May 17, 2011 | FoxNews.com
Two genetic letters out of the 3 billion in the human genetic alphabet may spell the difference between a genius and an idiot, according to a new report.
A genetic analysis led by an international collaboration of scientists from the Yale School of Medicine determined that that tiny variation -- just two genetic letters within a single gene -- determines the intelligence potential or lack thereof of a human brain.
The report appeared online May 15 in the journal of Nature Genetics.
In normal brain function, convolutions, the deep fissures of the brain, increase the overall surface area, one of the primary determinants for intelligence. Deeper folds in the brain allow for rational and abstract thought, scientists believe.
In the latest finding, a team of researchers analyzed a Turkish patient whose brain lacks those characteristic convolutions in part of his cerebral cortex, a sheet of brain tissue that plays a key role in memory, attention, perceptual awareness, thought, language and consciousness.
The cause of this drastic cerebral deformity was pinned down to a gene called laminin gamma3 (LAMC3) with similar variations discovered in other patients with the same medical condition.
"The demonstration of the fundamental role of this gene in human brain development affords us a step closer to solve the mystery of the crown jewel of creation, the cerebral cortex," said Murat Gunel, senior author of the paper, co-director of the Neurogenetics Program and professor of genetics and neurobiology at Yale.
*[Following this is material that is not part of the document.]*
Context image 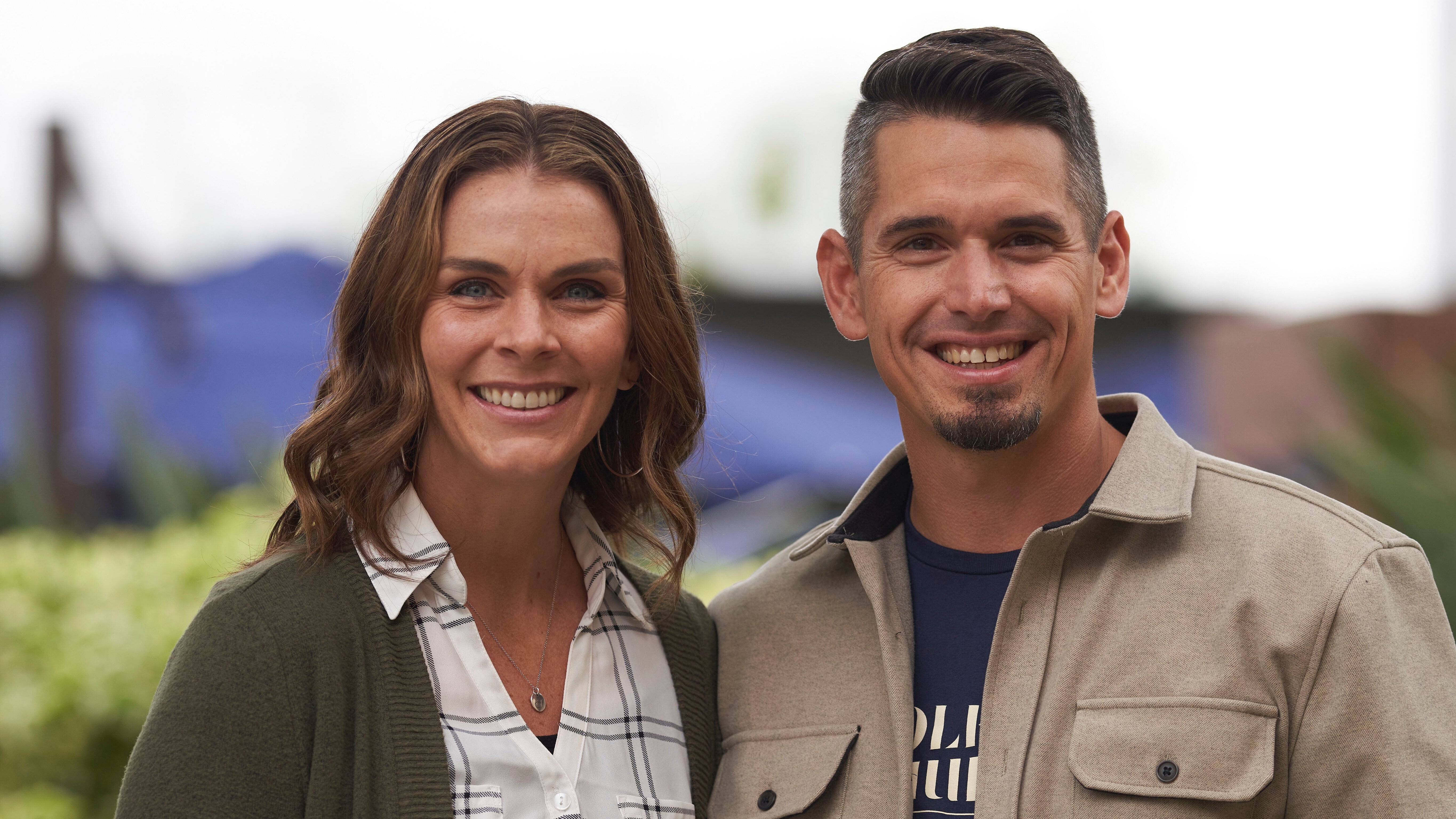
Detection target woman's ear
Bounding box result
[617,348,642,390]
The folding of the brain is seen only in mammals with larger brains, such as dolphins and apes, and is most pronounced in humans. These fissures expand the surface area of the cerebral cortex and allow for complex thought and reasoning without taking up more space in the skull. Such foldings aren't seen in mammals such as rodents or other animals.
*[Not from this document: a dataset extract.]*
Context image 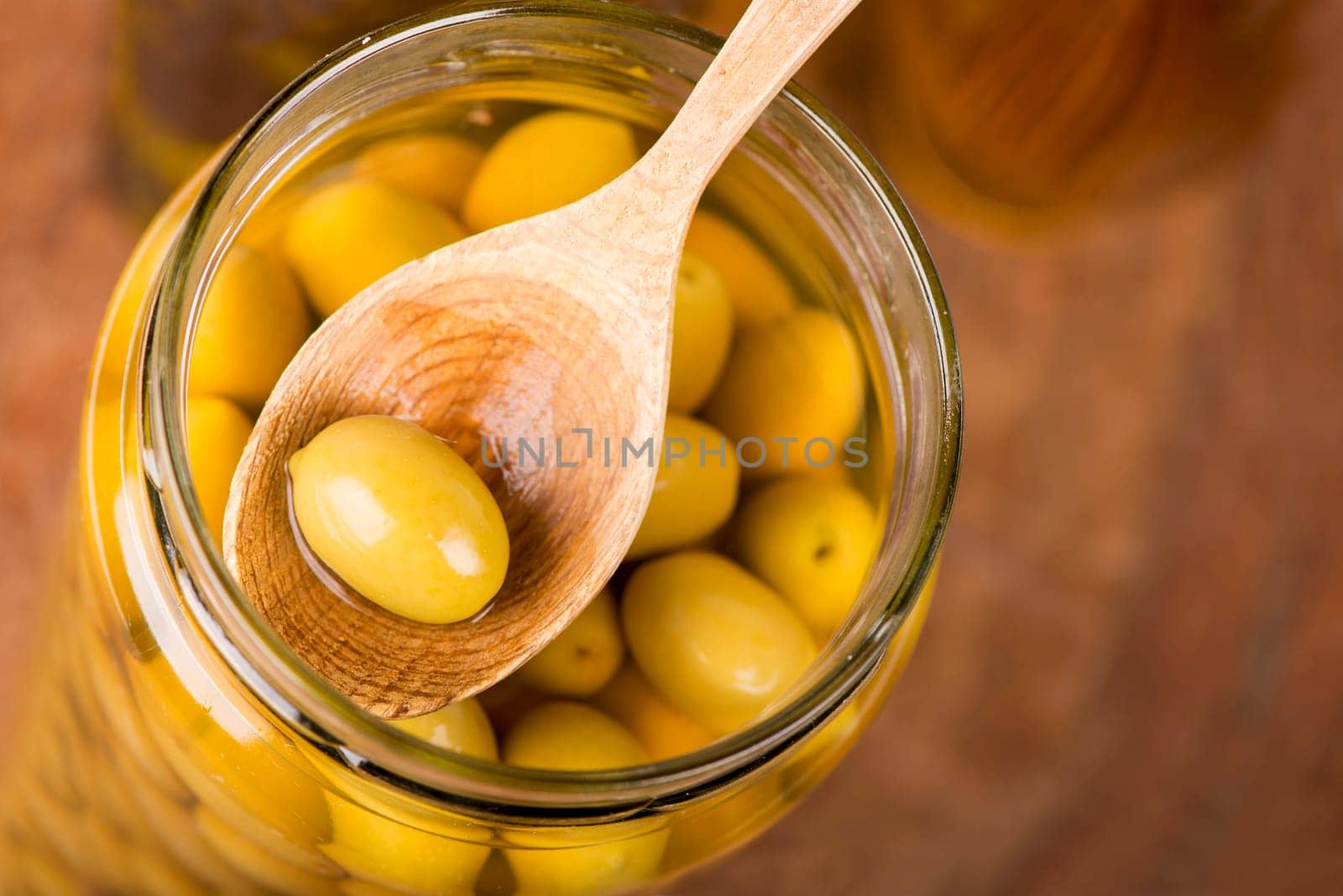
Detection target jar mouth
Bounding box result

Despite the importance of these foldings, no one has been able to explain how the brain manages to create them. The LAMC3 gene may be crucial to the process.
"Although the same gene is present in lower organisms with smooth brains such as mice, somehow over time, it has evolved to gain novel functions that are fundamental for human occipital cortex formation and its mutation leads to the loss of surface convolutions, a hallmark of the human brain," Gunel said.